Ghostwire: Tokyo Review
Written by Gaming Route

Shinji Mikami’s new game was hyped up to be vast and exciting, even releasing a visual novel to showcase the game’s story early to the game’s release; however, it fell flat when the game came out as its bland mission design, and weak gameplay loop begins to bore you throughout the game, which is a shame because 2022 is seeming to be a great year of games.

Mikami’s track record isn’t the greatest, he’s widely popular for Resident Evil 4, but other than that, his other popular releases are Godhand, The Evil Within, and more games that are honestly better left forgotten.

Table of Contents


The gameplay of Ghostwire is highly underwhelming, with a minimal amount of things you can do in the game, mainly consisting of beating enemies, doing missions, beating enemies, collecting souls, beating enemies, and searching for things. It’s pretty disappointing compared to games like Dying Light 2, whose gameplay loop never gets boring no matter how many times you play.

But it’s not all bad, some fun can be found in the combat, with different types of elemental magic gameplay, and the enemies can be pretty challenging at harder difficulties, but it’s still somewhat limited as the game can feel pretty slow until you start upgrading your skill trees, and even then it doesn’t offer much other than upgraded fire rates and radius upon impact.

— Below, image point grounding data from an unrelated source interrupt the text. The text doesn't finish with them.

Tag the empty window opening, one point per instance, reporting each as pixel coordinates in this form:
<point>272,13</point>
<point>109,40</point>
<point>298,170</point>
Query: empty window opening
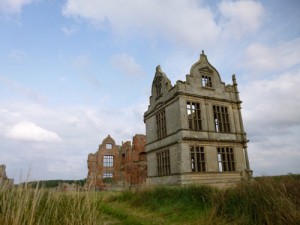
<point>197,159</point>
<point>161,128</point>
<point>108,161</point>
<point>226,160</point>
<point>194,115</point>
<point>158,87</point>
<point>206,81</point>
<point>108,146</point>
<point>163,163</point>
<point>221,119</point>
<point>107,177</point>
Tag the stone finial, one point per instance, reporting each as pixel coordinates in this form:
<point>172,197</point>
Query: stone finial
<point>233,79</point>
<point>158,69</point>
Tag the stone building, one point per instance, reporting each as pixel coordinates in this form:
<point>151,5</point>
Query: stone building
<point>194,130</point>
<point>116,167</point>
<point>3,177</point>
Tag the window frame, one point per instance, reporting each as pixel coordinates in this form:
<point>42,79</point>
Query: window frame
<point>108,161</point>
<point>221,119</point>
<point>107,177</point>
<point>194,115</point>
<point>226,159</point>
<point>108,146</point>
<point>206,81</point>
<point>161,125</point>
<point>198,163</point>
<point>163,163</point>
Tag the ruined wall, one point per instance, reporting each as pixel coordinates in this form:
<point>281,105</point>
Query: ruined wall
<point>135,168</point>
<point>129,165</point>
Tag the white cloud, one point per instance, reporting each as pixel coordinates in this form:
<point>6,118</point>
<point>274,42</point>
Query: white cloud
<point>189,23</point>
<point>127,64</point>
<point>271,117</point>
<point>261,58</point>
<point>180,21</point>
<point>70,30</point>
<point>81,130</point>
<point>29,131</point>
<point>13,6</point>
<point>240,17</point>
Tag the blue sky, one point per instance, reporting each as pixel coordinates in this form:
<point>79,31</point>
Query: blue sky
<point>74,71</point>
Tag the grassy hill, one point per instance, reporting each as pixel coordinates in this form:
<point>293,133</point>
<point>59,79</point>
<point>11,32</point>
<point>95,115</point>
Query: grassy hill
<point>267,200</point>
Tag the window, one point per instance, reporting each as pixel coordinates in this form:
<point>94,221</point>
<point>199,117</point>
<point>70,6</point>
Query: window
<point>107,177</point>
<point>108,146</point>
<point>221,119</point>
<point>108,161</point>
<point>226,159</point>
<point>157,84</point>
<point>163,162</point>
<point>206,81</point>
<point>197,159</point>
<point>194,115</point>
<point>161,125</point>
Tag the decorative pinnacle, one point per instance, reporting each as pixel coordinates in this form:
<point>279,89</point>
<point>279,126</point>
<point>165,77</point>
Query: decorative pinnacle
<point>158,69</point>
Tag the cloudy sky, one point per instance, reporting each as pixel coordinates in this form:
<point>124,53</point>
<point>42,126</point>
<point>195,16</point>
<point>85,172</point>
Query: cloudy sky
<point>74,71</point>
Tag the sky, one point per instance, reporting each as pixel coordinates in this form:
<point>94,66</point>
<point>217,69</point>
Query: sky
<point>74,71</point>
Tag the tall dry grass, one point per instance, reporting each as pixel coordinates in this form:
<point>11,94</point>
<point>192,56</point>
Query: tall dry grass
<point>266,201</point>
<point>24,205</point>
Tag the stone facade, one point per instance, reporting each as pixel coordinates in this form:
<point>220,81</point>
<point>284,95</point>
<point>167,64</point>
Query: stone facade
<point>194,130</point>
<point>117,167</point>
<point>3,178</point>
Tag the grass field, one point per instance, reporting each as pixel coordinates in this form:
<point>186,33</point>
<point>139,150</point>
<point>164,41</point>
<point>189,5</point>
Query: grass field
<point>267,200</point>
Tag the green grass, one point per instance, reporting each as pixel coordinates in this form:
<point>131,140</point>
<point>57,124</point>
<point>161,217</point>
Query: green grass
<point>265,201</point>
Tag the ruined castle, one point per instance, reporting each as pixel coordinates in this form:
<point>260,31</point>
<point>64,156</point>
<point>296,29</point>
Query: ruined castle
<point>194,135</point>
<point>3,178</point>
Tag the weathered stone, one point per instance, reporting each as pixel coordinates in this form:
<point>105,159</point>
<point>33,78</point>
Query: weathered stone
<point>117,167</point>
<point>3,178</point>
<point>194,130</point>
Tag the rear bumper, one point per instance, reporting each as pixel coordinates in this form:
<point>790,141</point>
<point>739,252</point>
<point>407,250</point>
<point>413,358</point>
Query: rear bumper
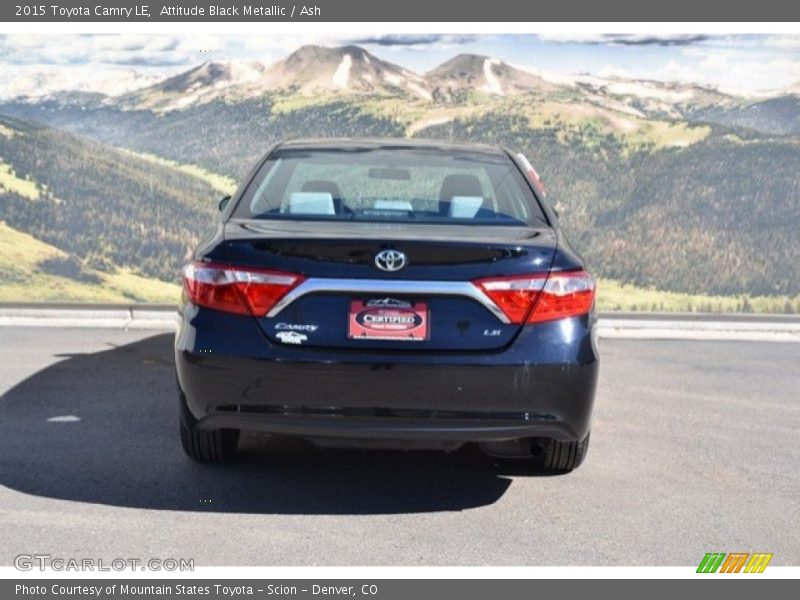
<point>541,385</point>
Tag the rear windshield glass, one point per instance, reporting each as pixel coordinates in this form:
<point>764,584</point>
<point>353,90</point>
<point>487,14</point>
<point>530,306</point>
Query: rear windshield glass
<point>390,184</point>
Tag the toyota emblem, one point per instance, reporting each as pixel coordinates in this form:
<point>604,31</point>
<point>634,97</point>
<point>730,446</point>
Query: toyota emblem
<point>390,260</point>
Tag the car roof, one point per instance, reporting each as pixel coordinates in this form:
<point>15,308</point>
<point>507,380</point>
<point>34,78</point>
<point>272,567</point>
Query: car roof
<point>377,143</point>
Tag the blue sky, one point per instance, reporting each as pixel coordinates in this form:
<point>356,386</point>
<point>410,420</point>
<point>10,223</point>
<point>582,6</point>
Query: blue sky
<point>741,63</point>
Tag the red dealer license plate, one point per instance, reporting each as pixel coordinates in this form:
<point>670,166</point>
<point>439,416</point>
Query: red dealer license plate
<point>388,319</point>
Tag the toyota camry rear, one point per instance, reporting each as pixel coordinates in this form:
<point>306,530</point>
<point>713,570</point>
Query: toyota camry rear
<point>393,294</point>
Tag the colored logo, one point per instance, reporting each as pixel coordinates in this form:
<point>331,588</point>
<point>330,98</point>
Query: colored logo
<point>735,562</point>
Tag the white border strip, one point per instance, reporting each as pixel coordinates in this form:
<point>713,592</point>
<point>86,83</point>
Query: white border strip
<point>609,327</point>
<point>580,572</point>
<point>345,28</point>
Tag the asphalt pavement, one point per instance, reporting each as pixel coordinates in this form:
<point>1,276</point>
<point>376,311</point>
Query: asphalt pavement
<point>694,449</point>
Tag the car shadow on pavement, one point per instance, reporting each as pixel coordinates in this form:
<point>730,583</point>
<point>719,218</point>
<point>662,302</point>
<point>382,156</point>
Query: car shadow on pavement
<point>102,428</point>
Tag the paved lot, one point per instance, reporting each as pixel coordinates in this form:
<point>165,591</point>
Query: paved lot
<point>694,448</point>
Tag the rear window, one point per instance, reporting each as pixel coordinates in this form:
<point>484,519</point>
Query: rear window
<point>390,184</point>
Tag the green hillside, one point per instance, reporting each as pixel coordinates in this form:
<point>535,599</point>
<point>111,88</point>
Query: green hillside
<point>696,209</point>
<point>107,210</point>
<point>33,271</point>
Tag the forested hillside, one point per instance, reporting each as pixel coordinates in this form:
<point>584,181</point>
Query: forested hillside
<point>673,187</point>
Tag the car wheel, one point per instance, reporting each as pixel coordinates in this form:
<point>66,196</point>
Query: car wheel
<point>215,445</point>
<point>564,456</point>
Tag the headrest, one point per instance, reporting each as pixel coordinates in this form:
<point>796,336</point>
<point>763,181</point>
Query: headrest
<point>322,185</point>
<point>459,184</point>
<point>310,203</point>
<point>465,207</point>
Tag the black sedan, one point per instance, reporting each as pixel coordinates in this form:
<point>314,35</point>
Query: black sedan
<point>390,294</point>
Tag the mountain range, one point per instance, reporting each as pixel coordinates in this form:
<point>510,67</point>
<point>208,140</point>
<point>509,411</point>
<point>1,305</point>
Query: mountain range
<point>672,185</point>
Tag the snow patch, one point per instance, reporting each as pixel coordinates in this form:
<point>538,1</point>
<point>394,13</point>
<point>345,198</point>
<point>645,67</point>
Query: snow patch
<point>492,83</point>
<point>342,74</point>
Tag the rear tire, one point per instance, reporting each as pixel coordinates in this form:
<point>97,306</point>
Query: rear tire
<point>208,446</point>
<point>564,456</point>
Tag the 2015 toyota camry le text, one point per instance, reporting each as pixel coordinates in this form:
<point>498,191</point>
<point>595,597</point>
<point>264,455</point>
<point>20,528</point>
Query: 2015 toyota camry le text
<point>393,294</point>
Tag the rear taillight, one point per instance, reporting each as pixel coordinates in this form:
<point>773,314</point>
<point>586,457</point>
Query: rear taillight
<point>537,298</point>
<point>238,290</point>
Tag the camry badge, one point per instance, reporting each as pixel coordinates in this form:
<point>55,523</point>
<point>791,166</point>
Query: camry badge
<point>390,260</point>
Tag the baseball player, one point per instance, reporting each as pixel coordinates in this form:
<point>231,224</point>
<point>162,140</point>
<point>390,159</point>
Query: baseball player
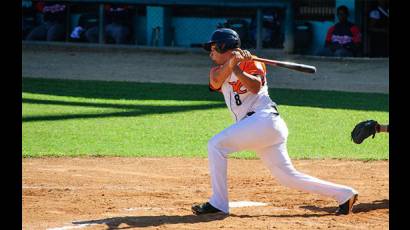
<point>258,127</point>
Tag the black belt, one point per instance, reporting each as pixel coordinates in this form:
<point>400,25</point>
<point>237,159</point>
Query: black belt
<point>273,106</point>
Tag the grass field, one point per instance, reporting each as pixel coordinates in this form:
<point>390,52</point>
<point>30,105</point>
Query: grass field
<point>96,118</point>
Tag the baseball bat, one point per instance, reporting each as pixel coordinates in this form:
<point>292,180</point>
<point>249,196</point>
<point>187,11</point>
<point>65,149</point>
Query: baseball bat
<point>289,65</point>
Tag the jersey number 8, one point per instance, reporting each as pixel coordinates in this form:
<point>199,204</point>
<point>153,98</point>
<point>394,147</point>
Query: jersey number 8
<point>238,100</point>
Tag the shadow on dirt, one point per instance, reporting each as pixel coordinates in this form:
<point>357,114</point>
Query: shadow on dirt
<point>359,207</point>
<point>148,221</point>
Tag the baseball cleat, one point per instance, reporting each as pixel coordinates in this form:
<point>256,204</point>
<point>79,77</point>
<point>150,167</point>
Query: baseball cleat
<point>346,207</point>
<point>204,208</point>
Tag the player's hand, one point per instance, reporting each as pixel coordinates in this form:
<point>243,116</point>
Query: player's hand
<point>238,56</point>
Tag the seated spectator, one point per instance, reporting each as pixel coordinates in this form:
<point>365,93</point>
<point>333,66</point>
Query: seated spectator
<point>87,29</point>
<point>378,30</point>
<point>344,38</point>
<point>53,26</point>
<point>118,29</point>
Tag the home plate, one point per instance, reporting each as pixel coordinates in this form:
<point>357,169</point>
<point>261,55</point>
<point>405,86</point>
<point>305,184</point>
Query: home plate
<point>239,204</point>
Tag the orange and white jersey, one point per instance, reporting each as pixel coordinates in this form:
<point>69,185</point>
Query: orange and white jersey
<point>240,100</point>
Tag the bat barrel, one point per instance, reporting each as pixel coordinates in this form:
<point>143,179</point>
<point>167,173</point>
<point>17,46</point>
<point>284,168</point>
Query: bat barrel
<point>289,65</point>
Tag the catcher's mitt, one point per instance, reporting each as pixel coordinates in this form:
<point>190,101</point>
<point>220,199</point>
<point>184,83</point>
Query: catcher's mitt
<point>363,130</point>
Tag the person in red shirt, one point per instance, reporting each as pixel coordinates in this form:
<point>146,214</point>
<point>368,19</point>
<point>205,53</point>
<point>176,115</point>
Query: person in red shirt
<point>344,38</point>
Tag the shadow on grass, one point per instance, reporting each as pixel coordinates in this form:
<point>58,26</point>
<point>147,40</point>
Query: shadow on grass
<point>150,221</point>
<point>360,207</point>
<point>159,91</point>
<point>133,110</point>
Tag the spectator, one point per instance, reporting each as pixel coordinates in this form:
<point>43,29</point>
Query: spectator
<point>118,29</point>
<point>378,29</point>
<point>28,17</point>
<point>87,29</point>
<point>344,38</point>
<point>53,26</point>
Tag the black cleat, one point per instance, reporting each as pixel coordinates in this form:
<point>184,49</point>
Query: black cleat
<point>346,207</point>
<point>204,208</point>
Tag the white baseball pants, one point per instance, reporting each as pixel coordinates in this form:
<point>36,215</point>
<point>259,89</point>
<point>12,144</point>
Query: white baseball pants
<point>266,134</point>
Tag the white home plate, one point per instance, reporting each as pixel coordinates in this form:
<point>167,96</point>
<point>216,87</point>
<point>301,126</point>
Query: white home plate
<point>239,204</point>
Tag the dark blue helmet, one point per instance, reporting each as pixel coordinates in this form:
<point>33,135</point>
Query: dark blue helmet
<point>224,39</point>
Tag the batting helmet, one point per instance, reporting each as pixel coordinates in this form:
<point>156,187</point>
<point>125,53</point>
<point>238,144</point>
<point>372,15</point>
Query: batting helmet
<point>224,39</point>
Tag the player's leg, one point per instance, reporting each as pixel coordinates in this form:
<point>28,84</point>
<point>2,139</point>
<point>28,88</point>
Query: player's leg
<point>248,134</point>
<point>277,160</point>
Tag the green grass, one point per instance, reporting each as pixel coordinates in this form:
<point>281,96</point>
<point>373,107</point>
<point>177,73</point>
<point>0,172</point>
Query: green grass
<point>96,118</point>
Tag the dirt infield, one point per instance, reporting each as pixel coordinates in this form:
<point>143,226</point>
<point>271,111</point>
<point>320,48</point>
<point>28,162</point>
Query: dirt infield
<point>156,193</point>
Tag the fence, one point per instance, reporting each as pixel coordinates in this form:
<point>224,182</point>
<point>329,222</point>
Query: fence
<point>177,25</point>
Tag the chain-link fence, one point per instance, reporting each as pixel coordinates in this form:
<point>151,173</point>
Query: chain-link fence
<point>149,25</point>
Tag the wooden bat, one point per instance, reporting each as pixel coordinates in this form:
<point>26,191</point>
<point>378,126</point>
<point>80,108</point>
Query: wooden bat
<point>289,65</point>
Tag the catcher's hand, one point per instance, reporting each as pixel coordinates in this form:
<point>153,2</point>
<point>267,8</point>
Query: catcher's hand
<point>363,130</point>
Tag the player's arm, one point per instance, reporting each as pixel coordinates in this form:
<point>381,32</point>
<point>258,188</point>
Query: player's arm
<point>252,83</point>
<point>218,75</point>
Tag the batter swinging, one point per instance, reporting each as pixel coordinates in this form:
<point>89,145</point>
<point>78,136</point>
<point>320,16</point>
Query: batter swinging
<point>258,127</point>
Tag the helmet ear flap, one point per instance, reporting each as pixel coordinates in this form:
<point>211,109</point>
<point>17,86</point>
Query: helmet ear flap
<point>207,46</point>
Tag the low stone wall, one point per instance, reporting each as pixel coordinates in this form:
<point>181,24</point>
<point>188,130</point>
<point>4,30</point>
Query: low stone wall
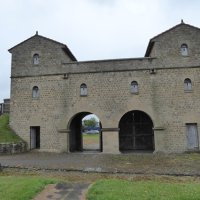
<point>12,148</point>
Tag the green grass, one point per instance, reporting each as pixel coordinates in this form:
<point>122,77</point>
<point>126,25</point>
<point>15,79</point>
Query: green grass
<point>6,134</point>
<point>21,188</point>
<point>143,190</point>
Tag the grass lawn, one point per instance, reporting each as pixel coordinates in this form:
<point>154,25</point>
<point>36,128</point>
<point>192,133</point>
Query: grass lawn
<point>143,190</point>
<point>21,188</point>
<point>90,139</point>
<point>6,134</point>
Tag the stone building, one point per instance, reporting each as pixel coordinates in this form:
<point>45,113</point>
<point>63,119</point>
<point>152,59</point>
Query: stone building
<point>149,103</point>
<point>5,107</point>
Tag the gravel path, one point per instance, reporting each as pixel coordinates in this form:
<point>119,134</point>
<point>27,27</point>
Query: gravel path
<point>140,163</point>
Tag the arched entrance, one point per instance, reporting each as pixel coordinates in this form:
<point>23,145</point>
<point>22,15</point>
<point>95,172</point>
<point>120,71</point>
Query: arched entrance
<point>78,134</point>
<point>136,132</point>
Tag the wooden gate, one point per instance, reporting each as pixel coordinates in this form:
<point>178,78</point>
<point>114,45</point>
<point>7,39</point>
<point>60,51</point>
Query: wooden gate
<point>192,137</point>
<point>136,132</point>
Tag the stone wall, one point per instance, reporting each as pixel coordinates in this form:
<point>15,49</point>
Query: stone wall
<point>13,148</point>
<point>161,92</point>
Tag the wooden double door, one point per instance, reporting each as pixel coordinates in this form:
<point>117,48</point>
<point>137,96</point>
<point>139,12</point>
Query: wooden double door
<point>136,132</point>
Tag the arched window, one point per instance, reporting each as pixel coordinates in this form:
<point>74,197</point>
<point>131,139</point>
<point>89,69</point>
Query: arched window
<point>35,92</point>
<point>36,59</point>
<point>184,50</point>
<point>187,84</point>
<point>134,87</point>
<point>83,89</point>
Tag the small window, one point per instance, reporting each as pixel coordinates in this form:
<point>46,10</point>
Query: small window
<point>36,59</point>
<point>35,92</point>
<point>184,50</point>
<point>83,90</point>
<point>134,87</point>
<point>187,84</point>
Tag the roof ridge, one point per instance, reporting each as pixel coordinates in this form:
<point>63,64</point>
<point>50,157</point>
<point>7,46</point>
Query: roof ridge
<point>46,38</point>
<point>180,24</point>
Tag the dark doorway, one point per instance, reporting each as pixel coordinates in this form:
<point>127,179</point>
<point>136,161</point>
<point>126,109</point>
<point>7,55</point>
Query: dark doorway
<point>34,137</point>
<point>76,135</point>
<point>136,132</point>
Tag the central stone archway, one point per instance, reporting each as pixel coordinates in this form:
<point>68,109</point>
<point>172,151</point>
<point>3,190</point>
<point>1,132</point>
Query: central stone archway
<point>76,133</point>
<point>136,132</point>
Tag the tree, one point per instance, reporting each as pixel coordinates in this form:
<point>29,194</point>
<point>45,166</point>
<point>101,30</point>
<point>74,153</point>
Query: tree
<point>92,122</point>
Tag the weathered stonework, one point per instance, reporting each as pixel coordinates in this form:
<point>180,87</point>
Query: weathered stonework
<point>160,76</point>
<point>13,148</point>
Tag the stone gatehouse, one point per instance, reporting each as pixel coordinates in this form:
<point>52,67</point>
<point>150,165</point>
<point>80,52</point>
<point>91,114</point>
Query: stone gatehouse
<point>149,103</point>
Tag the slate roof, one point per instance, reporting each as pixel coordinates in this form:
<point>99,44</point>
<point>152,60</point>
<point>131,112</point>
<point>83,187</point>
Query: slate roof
<point>151,42</point>
<point>64,46</point>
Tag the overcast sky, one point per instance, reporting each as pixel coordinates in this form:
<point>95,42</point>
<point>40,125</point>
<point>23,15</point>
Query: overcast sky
<point>92,29</point>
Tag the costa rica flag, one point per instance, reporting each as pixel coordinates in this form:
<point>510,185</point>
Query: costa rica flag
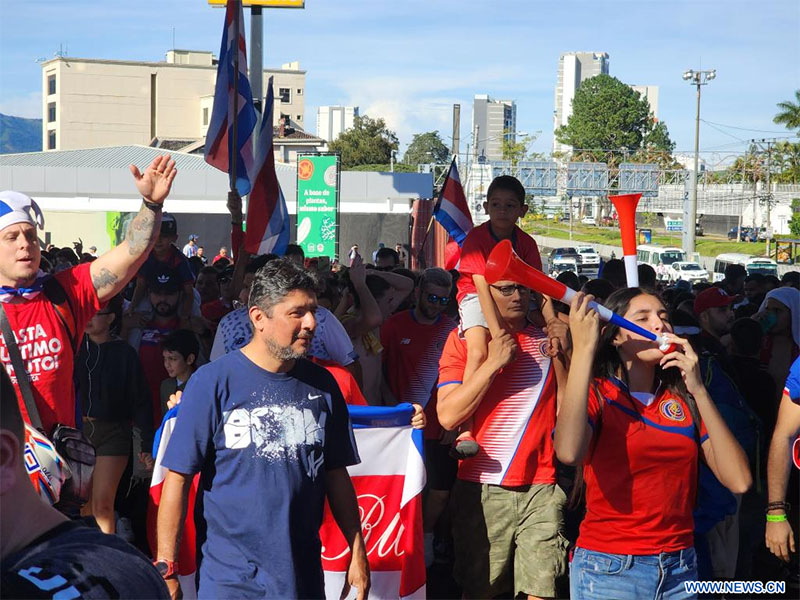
<point>388,485</point>
<point>219,149</point>
<point>451,208</point>
<point>267,215</point>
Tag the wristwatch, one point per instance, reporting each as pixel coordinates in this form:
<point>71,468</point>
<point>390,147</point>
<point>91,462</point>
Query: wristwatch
<point>166,568</point>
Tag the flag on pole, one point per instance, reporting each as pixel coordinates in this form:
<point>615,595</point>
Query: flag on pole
<point>219,150</point>
<point>267,216</point>
<point>451,209</point>
<point>388,485</point>
<point>187,564</point>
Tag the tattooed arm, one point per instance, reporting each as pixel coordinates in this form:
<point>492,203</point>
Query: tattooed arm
<point>114,269</point>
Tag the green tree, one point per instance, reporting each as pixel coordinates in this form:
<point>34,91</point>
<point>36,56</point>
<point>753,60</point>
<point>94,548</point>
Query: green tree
<point>786,160</point>
<point>789,115</point>
<point>368,141</point>
<point>609,115</point>
<point>426,148</point>
<point>794,222</point>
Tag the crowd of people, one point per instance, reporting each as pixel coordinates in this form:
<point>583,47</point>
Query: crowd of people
<point>564,456</point>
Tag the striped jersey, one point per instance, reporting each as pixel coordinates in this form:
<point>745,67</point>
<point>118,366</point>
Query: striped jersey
<point>515,419</point>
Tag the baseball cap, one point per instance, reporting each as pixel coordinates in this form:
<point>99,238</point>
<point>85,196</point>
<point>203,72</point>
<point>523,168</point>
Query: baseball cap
<point>164,281</point>
<point>713,297</point>
<point>169,226</point>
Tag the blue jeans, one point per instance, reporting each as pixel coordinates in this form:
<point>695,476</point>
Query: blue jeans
<point>600,576</point>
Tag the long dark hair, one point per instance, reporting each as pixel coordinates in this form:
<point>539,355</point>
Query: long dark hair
<point>608,363</point>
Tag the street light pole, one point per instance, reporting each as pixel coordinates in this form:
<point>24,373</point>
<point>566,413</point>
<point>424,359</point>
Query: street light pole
<point>696,78</point>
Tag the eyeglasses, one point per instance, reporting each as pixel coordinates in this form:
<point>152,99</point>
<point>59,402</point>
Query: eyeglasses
<point>443,300</point>
<point>508,290</point>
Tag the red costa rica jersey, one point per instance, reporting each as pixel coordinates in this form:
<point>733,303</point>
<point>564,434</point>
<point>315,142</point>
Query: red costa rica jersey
<point>515,419</point>
<point>640,473</point>
<point>411,352</point>
<point>477,246</point>
<point>45,346</point>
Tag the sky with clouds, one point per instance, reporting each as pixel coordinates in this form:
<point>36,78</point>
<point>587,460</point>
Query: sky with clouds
<point>408,61</point>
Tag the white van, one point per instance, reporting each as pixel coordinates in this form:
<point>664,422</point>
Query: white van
<point>753,264</point>
<point>652,254</point>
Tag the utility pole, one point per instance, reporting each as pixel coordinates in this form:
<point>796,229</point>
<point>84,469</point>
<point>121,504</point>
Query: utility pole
<point>769,194</point>
<point>696,78</point>
<point>456,129</point>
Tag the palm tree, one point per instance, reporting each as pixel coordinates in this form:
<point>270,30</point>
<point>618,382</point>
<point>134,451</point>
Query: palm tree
<point>789,114</point>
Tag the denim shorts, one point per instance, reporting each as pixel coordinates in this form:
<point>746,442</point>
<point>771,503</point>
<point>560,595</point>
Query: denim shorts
<point>601,576</point>
<point>470,313</point>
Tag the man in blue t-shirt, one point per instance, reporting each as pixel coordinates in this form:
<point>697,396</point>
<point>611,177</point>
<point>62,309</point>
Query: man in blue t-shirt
<point>270,435</point>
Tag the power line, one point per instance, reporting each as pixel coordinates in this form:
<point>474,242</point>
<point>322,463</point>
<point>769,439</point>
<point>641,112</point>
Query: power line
<point>745,128</point>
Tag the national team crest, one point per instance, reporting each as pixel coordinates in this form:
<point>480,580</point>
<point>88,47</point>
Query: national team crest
<point>672,410</point>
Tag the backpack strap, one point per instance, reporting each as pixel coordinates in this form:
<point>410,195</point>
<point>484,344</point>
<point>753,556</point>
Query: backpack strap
<point>62,303</point>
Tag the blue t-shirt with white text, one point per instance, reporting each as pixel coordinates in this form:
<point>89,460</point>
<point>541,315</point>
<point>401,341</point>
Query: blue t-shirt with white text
<point>262,442</point>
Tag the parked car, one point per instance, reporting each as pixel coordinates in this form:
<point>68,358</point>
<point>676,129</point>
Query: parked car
<point>590,259</point>
<point>686,271</point>
<point>565,253</point>
<point>747,234</point>
<point>561,265</point>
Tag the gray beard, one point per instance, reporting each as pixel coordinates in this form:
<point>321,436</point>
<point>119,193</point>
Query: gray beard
<point>283,352</point>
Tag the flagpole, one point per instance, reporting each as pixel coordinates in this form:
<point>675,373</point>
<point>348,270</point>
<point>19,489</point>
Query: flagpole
<point>420,255</point>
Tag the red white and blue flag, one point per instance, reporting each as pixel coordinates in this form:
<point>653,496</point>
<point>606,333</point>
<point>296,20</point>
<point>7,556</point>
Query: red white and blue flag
<point>187,564</point>
<point>219,150</point>
<point>451,209</point>
<point>388,485</point>
<point>267,216</point>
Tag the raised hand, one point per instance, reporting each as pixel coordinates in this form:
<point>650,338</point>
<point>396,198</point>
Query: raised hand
<point>154,185</point>
<point>685,359</point>
<point>584,323</point>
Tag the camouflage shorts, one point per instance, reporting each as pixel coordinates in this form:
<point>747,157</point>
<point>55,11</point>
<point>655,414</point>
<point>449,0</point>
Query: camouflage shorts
<point>508,539</point>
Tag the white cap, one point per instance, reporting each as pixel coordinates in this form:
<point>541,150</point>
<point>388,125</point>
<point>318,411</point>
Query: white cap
<point>16,207</point>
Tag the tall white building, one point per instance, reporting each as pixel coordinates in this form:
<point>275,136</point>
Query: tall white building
<point>649,93</point>
<point>573,69</point>
<point>492,120</point>
<point>332,121</point>
<point>89,102</point>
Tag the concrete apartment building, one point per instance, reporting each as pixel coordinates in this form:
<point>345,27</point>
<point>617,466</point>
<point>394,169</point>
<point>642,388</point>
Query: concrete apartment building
<point>90,103</point>
<point>491,119</point>
<point>573,69</point>
<point>333,120</point>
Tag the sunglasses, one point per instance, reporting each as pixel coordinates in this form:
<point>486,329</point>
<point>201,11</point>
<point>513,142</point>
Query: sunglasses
<point>508,290</point>
<point>443,300</point>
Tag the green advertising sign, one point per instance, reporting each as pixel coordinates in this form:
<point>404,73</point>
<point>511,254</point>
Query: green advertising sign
<point>318,204</point>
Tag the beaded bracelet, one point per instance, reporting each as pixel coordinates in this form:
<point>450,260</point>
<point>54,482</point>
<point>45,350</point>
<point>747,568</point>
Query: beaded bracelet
<point>154,206</point>
<point>776,518</point>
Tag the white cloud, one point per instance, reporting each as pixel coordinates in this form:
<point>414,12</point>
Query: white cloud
<point>28,106</point>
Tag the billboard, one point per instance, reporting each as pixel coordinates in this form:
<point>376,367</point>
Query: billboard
<point>639,178</point>
<point>318,204</point>
<point>264,3</point>
<point>587,179</point>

It is just a walking simulator, and there aren’t even any movement upgrades, so you’re stuck with slow movement until you unlock fast travel. Death Stranding pulls off this feeling much better; the map in it is much emptier. The gameplay isn’t anything special either, with the added fact that the bosses are extremely easy. Still, the gameplay of walking to your destination with different vehicles to help with cargo and placing bridges and zip lines enhances the experience significantly no matter what the other aspects lack. Still, I can’t say the same about Ghostwire, and it doesn’t try anything new, which makes it not a worthwhile option compared to the current games in store.

The bosses are pretty good in this game, and surprisingly, even though there are four actual bosses, one of them being a hide and seek boss, they’re pretty good at best and boring at worst, with only Yaseotoko being good; there’s also the fact a lot of them are reused a lot, but still a good job.


Shibuya, Tokyo has been used in so many games as their map that, at this point, it’s starting to get boring, as this game doesn’t offer anything new to make the world seem special other than the supernatural fog they had, but that’s just a way to stop you from progressing without cleansing the torii gates, this games synchronization points, where it’s just a tower with some enemies there to beat and cleanse.

There isn’t anything interesting to do in this game, it is focused on the gameplay part, but the world seems empty, but that is its premise, so that’s fine story-wise.

Overall the world isn’t anything special, nor would you have any enjoyment exploring it, as it doesn’t even give you some kind of fast mobility other than running and gliding via grappling to tengus, a better example of a plain open world but with excellent mobility would by Dying Light 2, it has one of the best parkour systems in games so far as it never gets boring grappling, climbing, and gliding, things this game have and probably could’ve done something similar, but this is supposed to be horror so the slow pace can be seen as essential for the feeling of dread when facing the enemies on the streets. Still, it doesn’t help that even hard; they’re not a huge challenge.


The game is exceptionally bland, it doesn’t try to be a lot of things, but that is its problem, and even for the things it does try to be, it fails to fill in any sense of horror or make you feel challenged with the combat as it is pretty slow and straightforward, which is why I’m giving this game a 5/10, there’s not a lot to do in this game which makes it seem so lifeless, and that’s the biggest downfall it has. Hopefully, Mikami’s next game captures some of the magic he put in RE4 that we all will and always will enjoy.